Her nefeste bin perde aralayıp gelen o feryad da neyin nesi?
Gerçek olan sevgili tek sensin ay yüzlü güzel
Hakimisin hallerin sen şâhid oldu ta ezel
Nuruna gizlenmiş ay güneş bile öyle güzel
Hakimisin hallerin sen şâhid oldu ta ezel

Leblerinde teşne* varsa bil ki sudan müjde var
Ümitsizliğe kapılma dua aşka yol açar
Hak için ağlarsa yâr olur hem bahtiyar
Hakimisin hallerin sen şâhid oldu ta ezel

*: Dudakların susamışsa [234. Mestmp3]


[ NEV-NİYÂZ ve DEDESİ ]

Serlevha ayette geçen ve “güzel düşünüp güzel davranarak” manasındaki kelimenin aslı nedir dedem?

Ayette geçen kelimenin aslı “Muhsin”, bir hadise göre, “Allah’a, O’nu görür gibi kulluk edendir.” Kulluk, yalnızca günlük, vakitli, belli tapınma şekilleriyle değil, bütün hayatın Allah rızasına tahsisi ile gerçekleşir. “Ameller niyetlere göre” değer kazanır. Müslümanın, Allah rızası için, bu niyetle attığı her adım, aldığı her nefes… ibadettir, kulluktur, ihsandır.

İnsan “unutmak ve alışmak” ile meşhurdur ya yeniden hatırlayalım; “Müslüman” kimdi?
Müslüman kendisini Allah’a teslim etmiş insan demekti! Zaten İslam teslim olmak demektir ve teslim olana “Müslüman” denir.

Peki ne yapacak müslüman?
Bir ömür şu makamda olacak: “Ben kendimi Allah’ın emrine teslim ettim; ne derse onu yapacağım, ne buyurdu ise hoşuma gitse de gitmese de rahatım kaçsa da kaçmasa da memnun olsam da olmasam da…”

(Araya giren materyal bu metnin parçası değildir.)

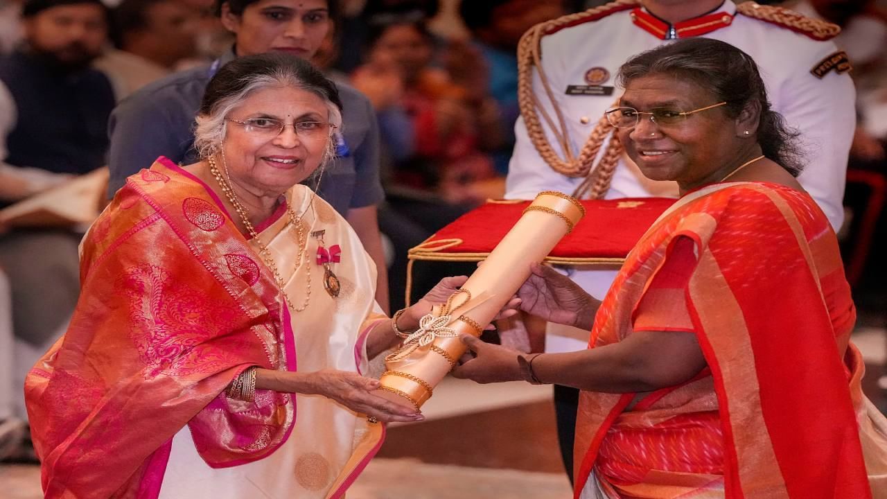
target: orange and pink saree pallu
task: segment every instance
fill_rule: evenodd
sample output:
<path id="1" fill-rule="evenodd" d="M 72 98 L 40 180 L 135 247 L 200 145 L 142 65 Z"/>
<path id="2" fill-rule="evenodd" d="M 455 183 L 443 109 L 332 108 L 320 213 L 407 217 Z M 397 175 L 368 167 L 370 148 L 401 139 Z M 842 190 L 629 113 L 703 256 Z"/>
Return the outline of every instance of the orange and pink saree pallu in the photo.
<path id="1" fill-rule="evenodd" d="M 26 384 L 46 497 L 157 497 L 185 425 L 211 468 L 284 445 L 294 396 L 224 392 L 249 366 L 295 370 L 296 342 L 273 277 L 215 194 L 159 160 L 130 178 L 82 253 L 71 325 Z M 354 366 L 362 346 L 351 348 Z"/>
<path id="2" fill-rule="evenodd" d="M 686 331 L 708 368 L 651 393 L 584 392 L 576 497 L 884 496 L 884 419 L 861 392 L 854 321 L 808 195 L 750 183 L 688 194 L 629 254 L 590 347 Z"/>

Hoşa gidecek şeyler olduğu zaman varım, hoşa gitmeyecek şeyler olduğu zaman yokum !?
Böyle Müslümanlık olmaz. Böyle teslimiyet olmaz. Pazarlıklı… Hocamız ne güzel söylemiş kısaca: “Arkadaşlık, “peki” demekle kaimdir.” Bir arkadaş bir arkadaşa, “kalk gidelim” dediği zaman, ‘Nereye?’ derse, o hakiki arkadaş değildir. Neden? “Nereye gidiyorsun?” diye soruyor; hoşuna giderse gidecek, hoşuna gitmezse gitmeyecek. Demek ki kendi keyfinde, kendi zevki peşinde. Arkadaşının gönlünü yapmayı düşünmüyor. “Kalk gidelim.” diyor işte. Belki bir işi var, belki bir sıkıntısı var. Önceden dinleyecek, eğlence varsa gidecek, sıkıntı varsa kaçacak. Aş buldun ye, iş buldun kaç, öyle mi? Böyle teslimiyet olur mu? Olmaz.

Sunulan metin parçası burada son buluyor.